The friends of Christ do not tolerate hearing that the Mother of God ever ceased to be a virgin.

–St. Basil, Hom. In Sanctum Christi generationem 5

Imitate her, holy mothers, who in her only dearly beloved Son set forth so great an example of maternal virtue; for neither have you sweeter children, nor did the Virgin seek the consolation of being able to bear another son.

–St. Ambrose, To the Christian at Vercellae, Letter 63:111

Her virginity also itself was on this account more pleasing and accepted, in that it was not that Christ being conceived in her, rescued it beforehand from a husband who would violate it, Himself to preserve it; but, before He was conceived, chose it, already dedicated to God, as that from which to be born. This is shown by the words which Mary spake in answer to the Angel announcing to her her conception; How,’ saith she, shall this be, seeing I know not a man?’ Which assuredly she would not say, unless she had before vowed herself unto God as a virgin. But, because the habits of the Israelites as yet refused this, she was espoused to a just man, who would not take from her by violence, but rather guard against violent persons, what she had already vowed. Although, even if she had said this only, How shall this take place ?’ and had not added, seeing I know not a man,’ certainly she would not have asked, how, being a female, she should give birth to her promised Son, if she had married with purpose of sexual intercourse. She might have been bidden also to continue a virgin, that in her by fitting miracle the Son of God should receive the form of a servant, but, being to be a pattern to holy virgins, lest it should be thought that she alone needed to be a virgin, who had obtained to conceive a child even without sexual intercourse, she dedicated her virginity to God, when as yet she knew not what she should conceive, in order that the imitation of a heavenly life in an earthly and mortal body should take place of vow, not of command; through love of choosing, not through necessity of doing service. Thus Christ by being born of a virgin, who, before she knew Who was to be born of her, had determined to continue a virgin, chose rather to approve, than to command, holy virginity. And thus, even in the female herself, in whom He took the form of a servant, He willed that virginity should be free.

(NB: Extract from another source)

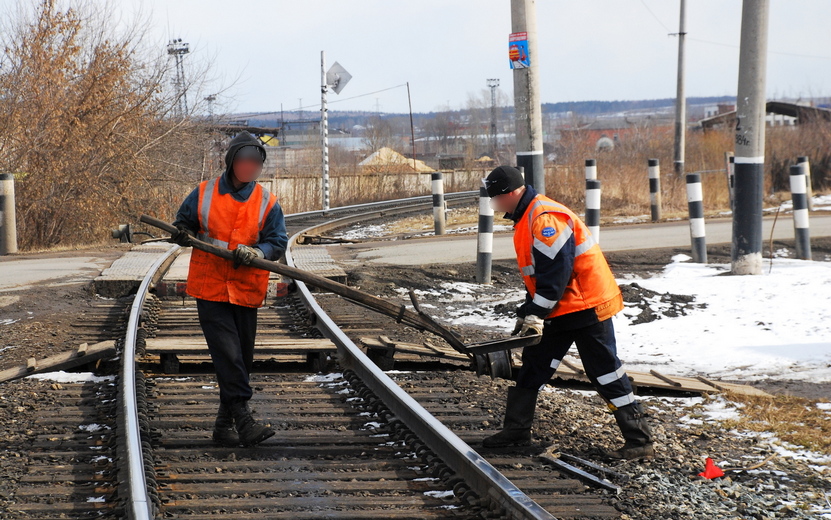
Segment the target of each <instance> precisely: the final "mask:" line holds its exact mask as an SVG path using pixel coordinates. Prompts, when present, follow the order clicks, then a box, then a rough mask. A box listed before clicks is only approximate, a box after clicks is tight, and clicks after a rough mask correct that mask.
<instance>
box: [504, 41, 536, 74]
mask: <svg viewBox="0 0 831 520" xmlns="http://www.w3.org/2000/svg"><path fill="white" fill-rule="evenodd" d="M508 58H509V59H510V60H511V69H527V68H528V67H530V66H531V59H530V58H529V57H528V33H527V32H521V33H511V34H510V36H508Z"/></svg>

–St. Augustine, Of Holy Virginity 4

And by a new nativity He was begotten, conceived by a Virgin, born of a Virgin, without paternal desire, without injury to the mother’s chastity: because such a birth as knew no taint of human flesh, became One who was to be the Saviour of men, while it possessed in itself the nature of human substance. For when God was born in the flesh, God Himself was the Father, as the archangel witnessed to the Blessed Virgin Mary: because the Holy Spirit shall come upon thee, and the power of the most High shall overshadow thee: and therefore, that which shall be born of thee shall be called holy, the Son of God.’ The origin is different but the nature like: not by intercourse with man but by the power of God was it brought about: for a Virgin conceived, a Virgin bare, and a Virgin she remained.

–St. Leo the Great, On the Feast of the Nativity, Sermon 22:2

The ever-virgin One thus remains even after the birth still virgin, having never at any time up till death consorted with a man. For although it is written, And knew her not till she had brought forth her first-born Son, yet note that he who is first-begotten is first-born even if he is only-begotten. For the word first-born’ means that he was born first but does not at all suggest the birth of others. And the word till’ signifies the limit of the appointed time but does not exclude the time thereafter. For the Lord says, And lo, I am with you always, even unto the end of the world, not meaning thereby that He will be separated from us after the completion of the age. The divine apostle, indeed, says, And so shall we ever be with the Lord, meaning after the general resurrection.